Pengalaman pahit Malaysia kehilangan semua badak sumateranya pada 2019 telah ditulis secara sangat detail dalam The Hairy Rhinoceros- Lessons for Management of the last Asian Megafauna (John Payne, dalam penerbitan). Penulisnya, seorang ahli konservasi hidupan liar Malaysia, mendeskripsikan upaya konservasi badak sumatera selama 40 tahun.
Baca juga : Cegah Kepunahan, Habitat Badak Sumatera Akan Diproteksi Penuh
Ternyata selama ini pekerja konservasi lapangan sering terjebak dengan dugaan bahwa badak sumatera masih bertahan di beberapa lokasi. Asumsinya, karena hutan terlalu lebat dan badak bersifat pemalu, badak sulit dilihat. Namun, bukti lapangan berkata sebaliknya. Kamera jebak, misalnya, membuktikan bahwa di beberapa lokasi, badak sumatera memang sudah tidak ada lagi. Di Suaka Margasatwa Tabin, Sabah, upaya 18 bulan pemantauan dengan 100 kamera hingga 2 April 2014 tidak menghasilkan bukti keberadaan badak sama sekali (Payne, op cit).
Gejala yang tak kalah penting adalah penurunan populasi yang tidak disadari akibat keterbatasan data. Sebagai contoh, laporan di lapangan masih menunjukkan kelahiran badak baru. Namun, ketika kita terlena dengan penemuan satu atau dua anak badak baru, jumlah yang mati atau diburu tidak terdeteksi.
Belajar dari pengalaman
Diperlukan keputusan-keputusan berani untuk menyelamatkan badak sumatera. Dari pengalaman getir Malaysia kehilangan badak sumatera dari habitat alaminya di Semenanjung Malaya dan Sabah, terbukti melindungi di alam saja tidak cukup. Apalagi ketika kelangkaan disebabkan keterbatasan kemampuan badak untuk berbiak.

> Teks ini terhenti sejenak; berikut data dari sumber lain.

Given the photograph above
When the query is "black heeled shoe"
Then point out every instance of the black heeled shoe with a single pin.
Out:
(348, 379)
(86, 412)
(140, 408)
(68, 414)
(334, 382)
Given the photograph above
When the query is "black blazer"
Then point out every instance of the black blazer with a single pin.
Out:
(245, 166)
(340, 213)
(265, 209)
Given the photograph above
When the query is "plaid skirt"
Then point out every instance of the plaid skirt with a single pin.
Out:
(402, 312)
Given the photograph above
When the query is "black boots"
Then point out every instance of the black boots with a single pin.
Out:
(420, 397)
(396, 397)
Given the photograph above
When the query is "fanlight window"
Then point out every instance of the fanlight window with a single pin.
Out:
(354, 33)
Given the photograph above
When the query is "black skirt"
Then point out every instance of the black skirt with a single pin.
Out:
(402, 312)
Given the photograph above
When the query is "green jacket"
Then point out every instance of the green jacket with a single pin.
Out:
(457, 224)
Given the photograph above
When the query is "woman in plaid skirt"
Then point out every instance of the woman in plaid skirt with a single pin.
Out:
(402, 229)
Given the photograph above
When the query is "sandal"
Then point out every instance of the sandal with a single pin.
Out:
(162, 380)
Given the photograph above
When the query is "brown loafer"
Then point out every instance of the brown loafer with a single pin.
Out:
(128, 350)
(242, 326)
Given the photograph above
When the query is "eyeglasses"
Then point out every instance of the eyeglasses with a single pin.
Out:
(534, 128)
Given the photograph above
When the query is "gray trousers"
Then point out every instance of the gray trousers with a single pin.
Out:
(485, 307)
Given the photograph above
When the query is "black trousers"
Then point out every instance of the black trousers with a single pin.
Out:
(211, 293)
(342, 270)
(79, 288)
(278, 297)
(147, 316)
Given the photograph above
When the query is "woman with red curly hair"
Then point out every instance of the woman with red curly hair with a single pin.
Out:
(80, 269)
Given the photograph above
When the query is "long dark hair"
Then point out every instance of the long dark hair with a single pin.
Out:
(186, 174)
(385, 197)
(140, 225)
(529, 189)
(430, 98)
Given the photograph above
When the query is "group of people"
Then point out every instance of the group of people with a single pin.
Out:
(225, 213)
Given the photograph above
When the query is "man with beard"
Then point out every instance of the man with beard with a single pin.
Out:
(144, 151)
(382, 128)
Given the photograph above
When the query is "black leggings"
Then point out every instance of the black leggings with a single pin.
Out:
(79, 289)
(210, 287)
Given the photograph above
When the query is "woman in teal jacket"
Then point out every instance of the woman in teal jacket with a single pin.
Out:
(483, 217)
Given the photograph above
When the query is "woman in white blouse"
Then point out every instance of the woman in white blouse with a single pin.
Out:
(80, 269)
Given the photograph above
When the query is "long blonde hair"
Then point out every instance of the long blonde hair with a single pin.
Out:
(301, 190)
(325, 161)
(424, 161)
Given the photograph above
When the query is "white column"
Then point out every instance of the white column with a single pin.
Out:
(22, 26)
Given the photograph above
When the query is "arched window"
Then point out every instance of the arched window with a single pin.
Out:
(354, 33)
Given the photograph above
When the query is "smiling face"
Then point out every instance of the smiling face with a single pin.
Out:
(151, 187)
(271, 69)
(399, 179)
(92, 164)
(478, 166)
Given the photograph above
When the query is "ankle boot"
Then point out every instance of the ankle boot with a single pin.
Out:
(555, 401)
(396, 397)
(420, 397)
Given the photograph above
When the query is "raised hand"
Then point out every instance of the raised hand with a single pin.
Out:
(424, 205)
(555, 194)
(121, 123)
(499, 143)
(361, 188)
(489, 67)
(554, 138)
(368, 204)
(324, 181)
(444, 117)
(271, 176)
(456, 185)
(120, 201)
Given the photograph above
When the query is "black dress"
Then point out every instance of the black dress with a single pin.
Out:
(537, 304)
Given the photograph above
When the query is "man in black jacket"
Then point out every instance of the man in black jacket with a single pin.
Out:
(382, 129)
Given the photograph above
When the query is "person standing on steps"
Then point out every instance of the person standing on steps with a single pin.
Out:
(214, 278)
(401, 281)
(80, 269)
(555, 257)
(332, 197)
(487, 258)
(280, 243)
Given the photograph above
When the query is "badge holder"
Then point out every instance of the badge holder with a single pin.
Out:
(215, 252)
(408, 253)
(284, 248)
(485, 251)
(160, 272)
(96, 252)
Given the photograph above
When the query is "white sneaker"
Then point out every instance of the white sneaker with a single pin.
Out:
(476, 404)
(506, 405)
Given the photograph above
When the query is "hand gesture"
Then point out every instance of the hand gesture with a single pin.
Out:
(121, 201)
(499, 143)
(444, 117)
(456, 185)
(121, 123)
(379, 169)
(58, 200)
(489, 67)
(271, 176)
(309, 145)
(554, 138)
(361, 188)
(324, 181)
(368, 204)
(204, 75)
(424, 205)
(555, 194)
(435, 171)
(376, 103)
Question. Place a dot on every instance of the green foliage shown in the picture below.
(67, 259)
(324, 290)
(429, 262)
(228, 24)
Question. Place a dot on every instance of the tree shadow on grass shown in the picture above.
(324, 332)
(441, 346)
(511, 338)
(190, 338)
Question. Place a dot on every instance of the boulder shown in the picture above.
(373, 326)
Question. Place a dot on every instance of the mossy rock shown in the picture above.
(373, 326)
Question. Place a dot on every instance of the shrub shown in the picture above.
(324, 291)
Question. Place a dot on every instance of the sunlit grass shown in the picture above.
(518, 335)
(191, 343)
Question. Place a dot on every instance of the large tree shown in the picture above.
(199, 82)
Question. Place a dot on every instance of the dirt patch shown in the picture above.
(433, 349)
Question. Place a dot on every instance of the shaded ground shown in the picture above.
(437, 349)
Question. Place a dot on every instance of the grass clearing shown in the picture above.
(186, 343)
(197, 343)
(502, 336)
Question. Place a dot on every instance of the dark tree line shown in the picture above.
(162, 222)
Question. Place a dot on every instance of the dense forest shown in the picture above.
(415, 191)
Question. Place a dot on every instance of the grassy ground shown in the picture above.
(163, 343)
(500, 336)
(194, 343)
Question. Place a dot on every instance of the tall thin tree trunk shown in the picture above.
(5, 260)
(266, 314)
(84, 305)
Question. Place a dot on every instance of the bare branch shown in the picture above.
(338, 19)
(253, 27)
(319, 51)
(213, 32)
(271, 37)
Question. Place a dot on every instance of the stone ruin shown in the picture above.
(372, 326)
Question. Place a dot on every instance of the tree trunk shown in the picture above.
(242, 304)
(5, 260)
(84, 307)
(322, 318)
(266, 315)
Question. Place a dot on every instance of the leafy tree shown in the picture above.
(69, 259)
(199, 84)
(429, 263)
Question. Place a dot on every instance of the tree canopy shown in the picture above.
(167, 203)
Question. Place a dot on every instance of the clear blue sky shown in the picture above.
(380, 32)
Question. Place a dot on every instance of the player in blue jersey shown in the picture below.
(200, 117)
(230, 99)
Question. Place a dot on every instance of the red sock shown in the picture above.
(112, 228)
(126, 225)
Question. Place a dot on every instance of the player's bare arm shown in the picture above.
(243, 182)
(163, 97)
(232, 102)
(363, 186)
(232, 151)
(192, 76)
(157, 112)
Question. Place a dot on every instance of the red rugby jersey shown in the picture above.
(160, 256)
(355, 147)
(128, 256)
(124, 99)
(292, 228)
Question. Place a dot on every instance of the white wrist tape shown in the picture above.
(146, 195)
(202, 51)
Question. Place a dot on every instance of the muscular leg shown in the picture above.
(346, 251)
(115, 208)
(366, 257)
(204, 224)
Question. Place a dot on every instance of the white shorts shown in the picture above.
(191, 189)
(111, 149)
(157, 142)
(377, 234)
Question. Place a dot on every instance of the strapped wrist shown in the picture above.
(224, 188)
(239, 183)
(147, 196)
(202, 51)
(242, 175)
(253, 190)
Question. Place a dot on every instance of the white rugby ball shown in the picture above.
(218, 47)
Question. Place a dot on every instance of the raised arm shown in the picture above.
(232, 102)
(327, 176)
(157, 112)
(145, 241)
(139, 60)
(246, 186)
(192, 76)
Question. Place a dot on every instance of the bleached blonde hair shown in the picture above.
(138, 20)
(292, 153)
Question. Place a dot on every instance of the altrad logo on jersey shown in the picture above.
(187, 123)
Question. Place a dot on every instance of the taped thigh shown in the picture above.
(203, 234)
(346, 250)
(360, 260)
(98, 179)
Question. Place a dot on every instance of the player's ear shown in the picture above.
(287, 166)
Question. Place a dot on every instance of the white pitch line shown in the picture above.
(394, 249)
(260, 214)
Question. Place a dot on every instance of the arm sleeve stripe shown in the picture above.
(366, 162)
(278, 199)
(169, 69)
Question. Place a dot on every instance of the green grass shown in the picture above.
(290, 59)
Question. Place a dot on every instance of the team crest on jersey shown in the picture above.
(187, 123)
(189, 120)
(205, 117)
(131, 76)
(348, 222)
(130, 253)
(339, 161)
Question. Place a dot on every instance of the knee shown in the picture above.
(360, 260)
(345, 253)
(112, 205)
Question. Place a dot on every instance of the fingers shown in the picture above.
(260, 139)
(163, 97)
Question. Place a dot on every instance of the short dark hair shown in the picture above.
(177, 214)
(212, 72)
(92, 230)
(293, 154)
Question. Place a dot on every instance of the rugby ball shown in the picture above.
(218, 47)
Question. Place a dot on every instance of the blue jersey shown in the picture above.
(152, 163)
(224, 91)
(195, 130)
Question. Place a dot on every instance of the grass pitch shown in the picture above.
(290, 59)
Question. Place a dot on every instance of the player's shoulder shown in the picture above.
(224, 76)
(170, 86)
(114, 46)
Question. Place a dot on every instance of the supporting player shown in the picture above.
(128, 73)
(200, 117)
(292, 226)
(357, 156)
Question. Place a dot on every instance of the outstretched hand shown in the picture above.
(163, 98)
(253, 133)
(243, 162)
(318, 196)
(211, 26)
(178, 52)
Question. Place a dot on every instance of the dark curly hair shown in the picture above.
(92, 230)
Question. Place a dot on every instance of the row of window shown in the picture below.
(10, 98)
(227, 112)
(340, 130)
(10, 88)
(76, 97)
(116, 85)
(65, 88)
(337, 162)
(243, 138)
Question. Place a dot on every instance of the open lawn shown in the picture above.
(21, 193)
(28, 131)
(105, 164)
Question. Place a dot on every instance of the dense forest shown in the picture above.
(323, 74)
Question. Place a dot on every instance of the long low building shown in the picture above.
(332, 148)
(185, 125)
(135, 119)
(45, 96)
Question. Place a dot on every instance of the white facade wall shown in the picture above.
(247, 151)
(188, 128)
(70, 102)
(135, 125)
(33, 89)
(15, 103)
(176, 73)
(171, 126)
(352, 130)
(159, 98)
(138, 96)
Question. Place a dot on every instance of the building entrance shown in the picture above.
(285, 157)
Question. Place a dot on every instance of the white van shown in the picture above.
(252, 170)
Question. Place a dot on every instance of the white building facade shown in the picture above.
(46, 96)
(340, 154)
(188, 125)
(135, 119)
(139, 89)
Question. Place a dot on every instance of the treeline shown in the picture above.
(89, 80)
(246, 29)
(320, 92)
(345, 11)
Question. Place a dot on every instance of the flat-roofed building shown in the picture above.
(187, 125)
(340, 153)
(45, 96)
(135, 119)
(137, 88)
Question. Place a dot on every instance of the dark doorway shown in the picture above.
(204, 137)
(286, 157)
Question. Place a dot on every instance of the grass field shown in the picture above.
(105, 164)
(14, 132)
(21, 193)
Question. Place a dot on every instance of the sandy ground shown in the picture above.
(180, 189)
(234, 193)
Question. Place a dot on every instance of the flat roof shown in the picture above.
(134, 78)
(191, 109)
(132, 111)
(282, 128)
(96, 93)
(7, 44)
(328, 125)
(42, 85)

Penyelamatan sudah harus dilakukan melalui penangkaran-konservasi. Untuk itu, pemerintah telah membangun fasilitas fasilitas suaka badak di Lampung dan Aceh serta Kaltim. Penangkaran-konservasi di Lampung dua kali berhasil membuahkan kelahiran alami. Ini membuktikan bahwa dalam lingkungan terkontrol, reproduksi badak dapat dibantu. Teknologi terbaru pembiakan konservasi, yaitu teknologi reproduksi perbantuan dan untuk pengayaan materi genetika, Bank Bio kini digenggam Indonesia (Agil 2021).
Penangkaran-konservasi di Lampung dua kali berhasil membuahkan kelahiran alami.
Untuk penangkaran-konservasi akan dibutuhkan penangkapan-penangkapan individu badak di alam. Badak perlu dikumpulkan untuk dikembangbiakkan di suaka badak dan dilepas di kemudian hari setelah jumlah di penangkaran meningkat. Penangkaran-konservasi merupakan upaya drastis.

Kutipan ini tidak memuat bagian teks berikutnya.